The 2026 RDR Index: Telco Giants Edition covers policies that were active on August 31, 2025. Policies that came into effect after August 31, 2025 were not evaluated for this ranking.
Scores reflect the average score across the services we evaluated, with each service weighted equally.
We rank companies on their governance, and on their policies and practices affecting freedom of expression and privacy.
Airtel demonstrated significantly greater transparency in its governance practices than in its disclosures related to freedom of expression and privacy. The company published a human rights policy (G1) and described a top-down “ESG governance structure” responsible for overseeing human rights-related issues (G2). It also provided employees with training and whistleblower programs on human rights issues (G3). However, these disclosures did not explicitly address freedom of expression.
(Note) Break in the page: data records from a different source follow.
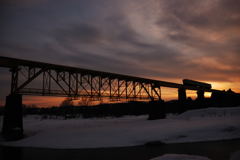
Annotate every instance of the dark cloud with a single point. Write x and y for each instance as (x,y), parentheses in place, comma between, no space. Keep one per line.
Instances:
(190,39)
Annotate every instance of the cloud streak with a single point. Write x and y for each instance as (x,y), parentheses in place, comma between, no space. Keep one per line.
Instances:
(165,39)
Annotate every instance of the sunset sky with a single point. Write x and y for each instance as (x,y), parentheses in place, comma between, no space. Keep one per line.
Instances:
(160,39)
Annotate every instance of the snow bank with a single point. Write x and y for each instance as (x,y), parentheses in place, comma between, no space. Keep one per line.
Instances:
(180,157)
(192,126)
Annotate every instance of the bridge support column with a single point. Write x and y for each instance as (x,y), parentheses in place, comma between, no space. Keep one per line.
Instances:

Airtel further reported conducting an annual human rights due diligence process to monitor and assess human rights-related risks, but the company did not clarify whether these assessments cover areas such as enforcement of its own policies, targeted advertising practices, or algorithmic systems, beyond its products and business functions (G4).
Airtel made some progress in this category, rising to tenth place from last in the previous ranking; however, its disclosures regarding policies and practices that affect users’ freedom of expression remained poor overall. The company published rules on content and advertising, outlining the types of content and ads that are not permitted on its platform (F1a, F3a, F1b, F3b). It also disclosed that it allows third parties to target users through advertising, but failed to provide any policy governing the use of targeted ads on its website (F1c, F3c). Moreover, Airtel did not publish any data on content, account, or advertising restrictions implemented to enforce its own policies (F4), nor did it release relevant data on government demands for content or account restrictions (F6). The company also shared very limited information on how it responded to government-ordered internet shutdowns (F10).
Airtel performed weakly in disclosing how it manages user information it collects. The company did not identify what user information it infers (P3b), nor did it provide any information on how long it retains user data (P6). While Airtel allowed users to opt out of targeted advertising, it offered users very limited options to control their own information (P7). Although users could access their data, it appeared users cannot request a copy of their data (P8). The company conducted internal and external security audits (P13) and established a security vulnerability reporting system (P14), but Airtel was yet to disclose its measures for responding to data breaches (P15). In addition, Airtel shared almost no information about how it handles government demands for user information (P10a, P11a).
1 2024 was the first time in six years that India had not been named as the country with the most internet shutdowns.
2 The Wire reported that the block was lifted after they removed the contentious article, although access restoration was inconsistent for some users.